CHAPTER XVI. THE FIRST OF THE EBB.
Tho' he trip and fall
He shall not blind his soul with clay.
The days were short, and November was drawing to its end when Barlasch returned to Dantzig. Already the frost, holding its own against a sun that seemed to linger in the North that year, exercised its sway almost to midday, and drew a mist from the level plains.
The autumn had been one of unprecedented splendour, making the imaginative whisper that Napoleon, like a second Joshua, could exact obedience even from the sun. A month earlier, soon after the retreat was ordered, the nights had begun to be cold, but the days remained brilliant. Now the rivers were shrouded in white mist, and still water was frozen.
Barlasch seemed to take it for understood that a billet holds good throughout a whole campaign. But the door of No. 36 Frauengasse was locked when he turned its iron handle. He knocked, and waited on the step.
It was Desiree who opened the door at length—Desiree, grown older, with something new in her eyes. Barlasch, sure of his entree, had already removed his boots, which he carried in his hand; this added to a certain surreptitiousness in his attitude. A handkerchief was bound over his left eye. He wore his shako still, but the rest of his uniform verged on the fantastic. Under a light-blue Bavarian cavalry cape he wore a peasant's homespun shirt, and he carried no arms.

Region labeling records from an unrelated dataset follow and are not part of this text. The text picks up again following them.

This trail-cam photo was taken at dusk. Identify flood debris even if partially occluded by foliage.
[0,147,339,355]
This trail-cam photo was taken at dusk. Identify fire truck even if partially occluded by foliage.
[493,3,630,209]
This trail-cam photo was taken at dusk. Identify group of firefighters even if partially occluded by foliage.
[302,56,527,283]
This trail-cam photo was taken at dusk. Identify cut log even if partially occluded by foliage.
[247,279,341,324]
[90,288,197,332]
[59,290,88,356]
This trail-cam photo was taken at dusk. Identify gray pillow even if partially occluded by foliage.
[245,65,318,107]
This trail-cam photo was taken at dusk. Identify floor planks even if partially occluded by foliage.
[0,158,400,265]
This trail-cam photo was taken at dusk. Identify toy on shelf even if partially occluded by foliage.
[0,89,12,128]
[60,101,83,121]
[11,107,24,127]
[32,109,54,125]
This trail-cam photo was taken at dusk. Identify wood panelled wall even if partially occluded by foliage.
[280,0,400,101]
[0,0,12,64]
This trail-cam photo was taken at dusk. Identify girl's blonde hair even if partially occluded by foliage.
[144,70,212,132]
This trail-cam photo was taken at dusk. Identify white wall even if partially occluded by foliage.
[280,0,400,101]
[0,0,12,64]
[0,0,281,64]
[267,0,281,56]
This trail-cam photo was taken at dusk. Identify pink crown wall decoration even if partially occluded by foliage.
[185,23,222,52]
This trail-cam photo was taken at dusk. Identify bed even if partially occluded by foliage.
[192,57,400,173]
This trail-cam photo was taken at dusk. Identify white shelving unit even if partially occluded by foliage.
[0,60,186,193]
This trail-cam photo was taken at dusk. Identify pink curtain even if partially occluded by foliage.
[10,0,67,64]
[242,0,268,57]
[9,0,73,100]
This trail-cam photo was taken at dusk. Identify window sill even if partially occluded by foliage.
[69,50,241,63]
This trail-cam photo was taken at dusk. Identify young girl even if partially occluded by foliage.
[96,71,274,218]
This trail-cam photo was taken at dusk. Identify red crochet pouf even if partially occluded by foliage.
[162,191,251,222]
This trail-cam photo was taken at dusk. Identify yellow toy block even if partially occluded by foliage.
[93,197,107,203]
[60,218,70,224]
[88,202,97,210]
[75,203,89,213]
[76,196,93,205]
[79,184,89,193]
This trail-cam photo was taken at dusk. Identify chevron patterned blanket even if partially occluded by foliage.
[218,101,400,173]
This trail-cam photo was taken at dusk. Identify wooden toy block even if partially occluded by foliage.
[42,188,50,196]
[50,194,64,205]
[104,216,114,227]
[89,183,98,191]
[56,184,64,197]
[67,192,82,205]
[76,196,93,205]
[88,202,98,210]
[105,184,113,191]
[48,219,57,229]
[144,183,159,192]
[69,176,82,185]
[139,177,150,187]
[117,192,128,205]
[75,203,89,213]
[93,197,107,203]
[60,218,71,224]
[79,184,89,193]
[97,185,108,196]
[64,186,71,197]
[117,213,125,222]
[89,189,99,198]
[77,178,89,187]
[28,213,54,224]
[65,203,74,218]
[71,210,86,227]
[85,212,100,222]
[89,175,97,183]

He pushed past Desiree rather unceremoniously, glad to get within doors. He was very lame, and of his blue knitted stockings only the legs remained; he was barefoot.
He limped towards the kitchen, glancing over his shoulder to make sure that Desiree shut the door. The chair he had made his own stood just within the open door of the kitchen. It was nine o'clock in the morning, and Lisa had gone to market. Barlasch sat down.
“Voila,” he said, and that was all. But by a gesture he described the end of the world. Then he scowled at her with his available eye with suspicion, and she turned away suddenly, as one may who has not a clear conscience.
“What is the matter with your eye?” she asked, in order to break the silence. He laid aside his hat, and his ragged hair, quite white, fell to his shoulders. By way of answer, he unknotted the bloodstained dusky handkerchief, and looked up at her. The hidden eye was uninjured and as bright as the other.